Flanderns MP und Landeskulturminister Jambon schraubt Einsparungen teilweise zurück

Jan Jambon (N-VA - Foto), Flanderns Ministerpräsident und Landeskulturminister in Personalunion, schraubt seine Sparmaßnahmen im Kultursektor teilweise zurück. Diese Einsparungen hatten Ende 2019 für heftige Proteste im gesamten flämischen Kultursektor geführt. Jetzt kündigte Jambon im Kulturausschuss des flämischen Landesparlaments an, dass er noch dieses Jahr im Zuge der Haushaltsanpassung 4 Mio. € für Projektzuschüsse für Organisationen und Künstler freimachen werde. Der Sektor reagiert positiv auf diese Entscheidung.

Wochenlang protestierte der flämische Kultursektor Ende des vergangenen Jahres im gesamten Bundesland gegen die harschen Einschnitte in die Projektzuschüsse für Künstler und Organisationen. Jambon wollte diese Zuschüsse 2020 um ganze 60 % kürzen. Jetzt ruderte er zurück und kündigte an, 4 Mio. € im diesjährigen Landeshaushalt freizumachen, um diese gezielt als Projektzuschüsse einsetzen zu können.

Im Kulturausschuss gab er zu verstehen, die Ankündigung der Einsparungen im vergangenen Jahr habe „keinen strategischen, sondern einen taktischen Hintergrund“. So könne er jetzt im Rahmen der Haushaltskontrolle, die oben genannten Gelder freimachen. Mit diesem Geld kann im September eine zweite vollständige Zuschussrunde finanziert werden, die dieses Mal in erster Linie individuell für Künstler vorgesehen sein wird.

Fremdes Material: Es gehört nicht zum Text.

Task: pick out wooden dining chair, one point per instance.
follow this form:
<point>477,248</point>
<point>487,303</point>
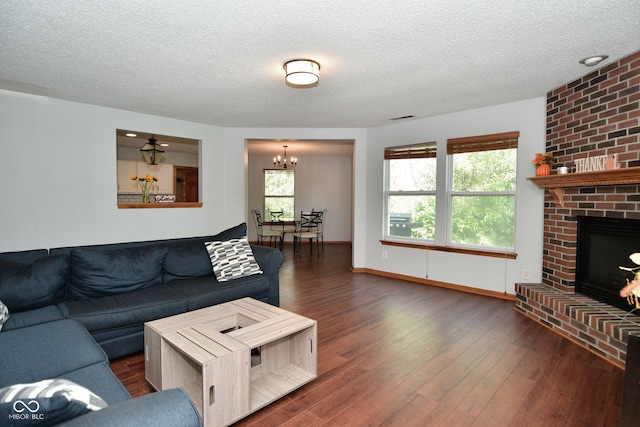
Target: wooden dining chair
<point>319,220</point>
<point>306,228</point>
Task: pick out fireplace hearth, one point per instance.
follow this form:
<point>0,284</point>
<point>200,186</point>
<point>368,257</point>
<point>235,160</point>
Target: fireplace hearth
<point>604,244</point>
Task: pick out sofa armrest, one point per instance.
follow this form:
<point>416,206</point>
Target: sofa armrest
<point>169,408</point>
<point>270,260</point>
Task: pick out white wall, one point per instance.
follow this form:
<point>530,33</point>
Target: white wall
<point>58,175</point>
<point>322,182</point>
<point>491,274</point>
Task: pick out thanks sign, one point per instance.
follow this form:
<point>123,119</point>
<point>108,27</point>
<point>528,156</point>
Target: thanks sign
<point>597,163</point>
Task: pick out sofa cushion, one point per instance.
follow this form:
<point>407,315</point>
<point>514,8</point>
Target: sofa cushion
<point>36,316</point>
<point>232,259</point>
<point>98,272</point>
<point>205,291</point>
<point>50,350</point>
<point>41,283</point>
<point>100,379</point>
<point>191,259</point>
<point>131,308</point>
<point>51,401</point>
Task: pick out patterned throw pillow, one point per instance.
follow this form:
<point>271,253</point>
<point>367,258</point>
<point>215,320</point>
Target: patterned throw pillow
<point>232,259</point>
<point>47,402</point>
<point>4,314</point>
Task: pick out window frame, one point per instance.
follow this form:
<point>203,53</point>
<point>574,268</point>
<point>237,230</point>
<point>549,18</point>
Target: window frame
<point>411,151</point>
<point>480,143</point>
<point>445,195</point>
<point>267,215</point>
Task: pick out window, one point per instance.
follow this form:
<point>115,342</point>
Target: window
<point>279,192</point>
<point>411,191</point>
<point>482,190</point>
<point>476,196</point>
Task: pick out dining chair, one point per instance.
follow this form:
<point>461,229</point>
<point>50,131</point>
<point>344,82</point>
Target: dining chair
<point>319,220</point>
<point>306,228</point>
<point>264,233</point>
<point>277,221</point>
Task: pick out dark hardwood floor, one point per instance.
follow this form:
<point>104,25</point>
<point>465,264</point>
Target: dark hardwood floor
<point>396,353</point>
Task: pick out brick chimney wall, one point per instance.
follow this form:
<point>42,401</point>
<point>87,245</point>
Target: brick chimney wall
<point>598,114</point>
<point>595,115</point>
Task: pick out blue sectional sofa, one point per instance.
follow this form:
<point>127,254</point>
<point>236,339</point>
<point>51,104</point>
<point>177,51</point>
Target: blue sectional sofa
<point>74,308</point>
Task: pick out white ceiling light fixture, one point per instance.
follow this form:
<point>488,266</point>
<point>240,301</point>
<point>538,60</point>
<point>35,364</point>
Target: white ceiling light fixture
<point>302,73</point>
<point>593,60</point>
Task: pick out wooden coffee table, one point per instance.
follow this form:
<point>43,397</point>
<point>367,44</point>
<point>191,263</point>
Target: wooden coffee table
<point>232,358</point>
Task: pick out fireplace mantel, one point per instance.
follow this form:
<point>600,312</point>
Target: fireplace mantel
<point>557,183</point>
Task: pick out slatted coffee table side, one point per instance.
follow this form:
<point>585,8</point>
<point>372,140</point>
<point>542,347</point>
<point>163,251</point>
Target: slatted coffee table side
<point>214,369</point>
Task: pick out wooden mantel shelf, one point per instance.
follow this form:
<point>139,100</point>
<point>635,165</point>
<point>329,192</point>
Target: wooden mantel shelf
<point>557,183</point>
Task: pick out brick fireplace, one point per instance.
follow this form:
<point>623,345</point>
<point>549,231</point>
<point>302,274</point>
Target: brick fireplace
<point>598,114</point>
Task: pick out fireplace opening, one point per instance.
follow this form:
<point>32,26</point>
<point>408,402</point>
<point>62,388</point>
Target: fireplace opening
<point>603,245</point>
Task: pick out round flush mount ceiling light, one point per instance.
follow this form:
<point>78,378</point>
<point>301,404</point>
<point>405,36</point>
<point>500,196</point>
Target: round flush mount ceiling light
<point>593,60</point>
<point>302,73</point>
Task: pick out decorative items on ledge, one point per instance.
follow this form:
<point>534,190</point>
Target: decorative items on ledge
<point>543,162</point>
<point>159,205</point>
<point>556,183</point>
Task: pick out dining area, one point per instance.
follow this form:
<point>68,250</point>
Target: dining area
<point>273,227</point>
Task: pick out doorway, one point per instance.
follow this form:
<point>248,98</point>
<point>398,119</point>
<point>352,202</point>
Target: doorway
<point>186,183</point>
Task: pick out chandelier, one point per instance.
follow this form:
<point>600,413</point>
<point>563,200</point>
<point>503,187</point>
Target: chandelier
<point>152,152</point>
<point>282,161</point>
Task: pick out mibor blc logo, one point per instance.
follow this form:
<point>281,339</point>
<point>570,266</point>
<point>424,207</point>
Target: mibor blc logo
<point>26,410</point>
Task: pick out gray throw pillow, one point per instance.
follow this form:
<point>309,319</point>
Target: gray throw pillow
<point>232,259</point>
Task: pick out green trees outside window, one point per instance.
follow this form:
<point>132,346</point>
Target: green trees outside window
<point>479,192</point>
<point>279,193</point>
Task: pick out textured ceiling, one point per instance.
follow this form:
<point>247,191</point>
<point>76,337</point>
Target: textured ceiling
<point>220,62</point>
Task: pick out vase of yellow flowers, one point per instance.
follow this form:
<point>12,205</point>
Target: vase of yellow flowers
<point>543,162</point>
<point>145,183</point>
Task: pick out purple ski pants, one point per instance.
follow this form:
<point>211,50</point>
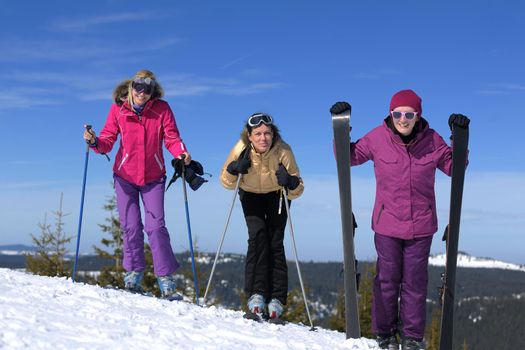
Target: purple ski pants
<point>401,274</point>
<point>164,261</point>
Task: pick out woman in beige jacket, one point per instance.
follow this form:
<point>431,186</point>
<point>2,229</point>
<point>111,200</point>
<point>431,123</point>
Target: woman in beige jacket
<point>268,167</point>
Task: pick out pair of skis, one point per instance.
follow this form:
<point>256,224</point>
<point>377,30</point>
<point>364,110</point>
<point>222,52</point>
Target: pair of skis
<point>341,127</point>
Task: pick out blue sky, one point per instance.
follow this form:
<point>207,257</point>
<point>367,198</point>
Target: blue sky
<point>221,61</point>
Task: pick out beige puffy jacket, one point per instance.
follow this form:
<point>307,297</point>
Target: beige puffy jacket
<point>261,174</point>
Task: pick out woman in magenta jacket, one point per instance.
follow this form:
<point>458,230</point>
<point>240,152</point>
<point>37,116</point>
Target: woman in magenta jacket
<point>406,153</point>
<point>144,123</point>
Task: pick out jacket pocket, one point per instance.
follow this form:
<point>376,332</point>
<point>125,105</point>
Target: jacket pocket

Die gleichen Mittel wie 2019

Die vergangene Zuschussrunde Anfang des Jahres, die ebenfalls 4 Mio. € betrug, richtete sich an kulturelle Einrichtungen in Flandern. Damit liegt die Gesamtsumme von 8 Mio. € für kulturelle Projektzuschüsse genauso hoch, wie 2019, was bedeutet, dass die geplante 60%ige Einsparung nicht durchgeführt wird, zumindest nicht in diesem Jahr.  

Auf diesem Wege will der Ministerpräsident und Kulturminister auch die Coronakrise angehen, die den Kultursektor auch hierzulande finanziell hart trifft. Jambon kündigte im Landeskulturausschuss auch an, während der laufenden Legislaturperiode weitere „taktische Beschlüsse“ treffen zu wollen, um die Kultur zu unterstützen.

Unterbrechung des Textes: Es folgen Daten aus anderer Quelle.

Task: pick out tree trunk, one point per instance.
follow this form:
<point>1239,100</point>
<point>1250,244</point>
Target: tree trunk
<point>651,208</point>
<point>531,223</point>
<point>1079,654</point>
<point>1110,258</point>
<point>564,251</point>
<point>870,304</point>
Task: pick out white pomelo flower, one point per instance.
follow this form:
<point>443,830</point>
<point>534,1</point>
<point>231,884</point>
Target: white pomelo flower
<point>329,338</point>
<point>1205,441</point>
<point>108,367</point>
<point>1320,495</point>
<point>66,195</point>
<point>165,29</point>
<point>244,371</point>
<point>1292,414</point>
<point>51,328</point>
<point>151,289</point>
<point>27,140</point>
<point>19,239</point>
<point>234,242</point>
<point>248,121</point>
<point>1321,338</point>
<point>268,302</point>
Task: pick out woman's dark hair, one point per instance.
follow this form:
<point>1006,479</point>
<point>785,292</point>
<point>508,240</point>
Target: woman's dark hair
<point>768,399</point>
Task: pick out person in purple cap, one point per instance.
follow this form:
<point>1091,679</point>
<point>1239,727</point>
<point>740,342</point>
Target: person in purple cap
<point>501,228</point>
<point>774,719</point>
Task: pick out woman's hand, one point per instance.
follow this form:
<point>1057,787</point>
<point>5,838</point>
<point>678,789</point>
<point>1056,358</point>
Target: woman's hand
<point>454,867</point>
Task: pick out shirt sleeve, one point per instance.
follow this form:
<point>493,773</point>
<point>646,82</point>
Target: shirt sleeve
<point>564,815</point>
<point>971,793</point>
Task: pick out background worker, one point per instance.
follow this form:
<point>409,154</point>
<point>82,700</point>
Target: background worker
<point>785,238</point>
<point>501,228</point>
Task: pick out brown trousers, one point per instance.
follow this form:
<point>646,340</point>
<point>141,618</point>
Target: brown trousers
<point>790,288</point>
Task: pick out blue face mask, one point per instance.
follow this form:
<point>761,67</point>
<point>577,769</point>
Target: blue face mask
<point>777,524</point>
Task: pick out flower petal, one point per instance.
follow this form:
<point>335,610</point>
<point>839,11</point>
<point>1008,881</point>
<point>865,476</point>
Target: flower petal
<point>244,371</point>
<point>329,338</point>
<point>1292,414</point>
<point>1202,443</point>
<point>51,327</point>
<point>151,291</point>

„Lichtblick in dunklen Zeiten“

Aus dem Kulturbereich kommen durchweg positive Reaktionen. Vertreter der flämischen Kulturwelt sprachen von einem „Lichtblick in dunklen Zeiten“, von denen nicht nur die Kulturschaffenden, sondern auch deren Publikum profitieren würde. Offenbar habe sich der Minister und Landeschef inzwischen in diese Materie gut eingearbeitet und er sei von einem guten Kabinett umgeben. Projektzuschüsse sind wichtig auch und gerade für neue Initiativen und für junge und angehende Kulturschaffende und Initiativen.

Aber, so die Warnung aus dem Sektor, die Coronakrise mache die Lage der Kultur nicht einfacher, zumal gerade alle Großveranstaltungen bis Ende August verboten wurden. Zahllose Künstlerinnen und Künstler, Initiativen, Veranstalter und dergleichen verlieren ohne ihre Festivals und dabei stattfindende Auftritte im Sommer quasi einen Hauptteil ihrer Eigeneinnahmen.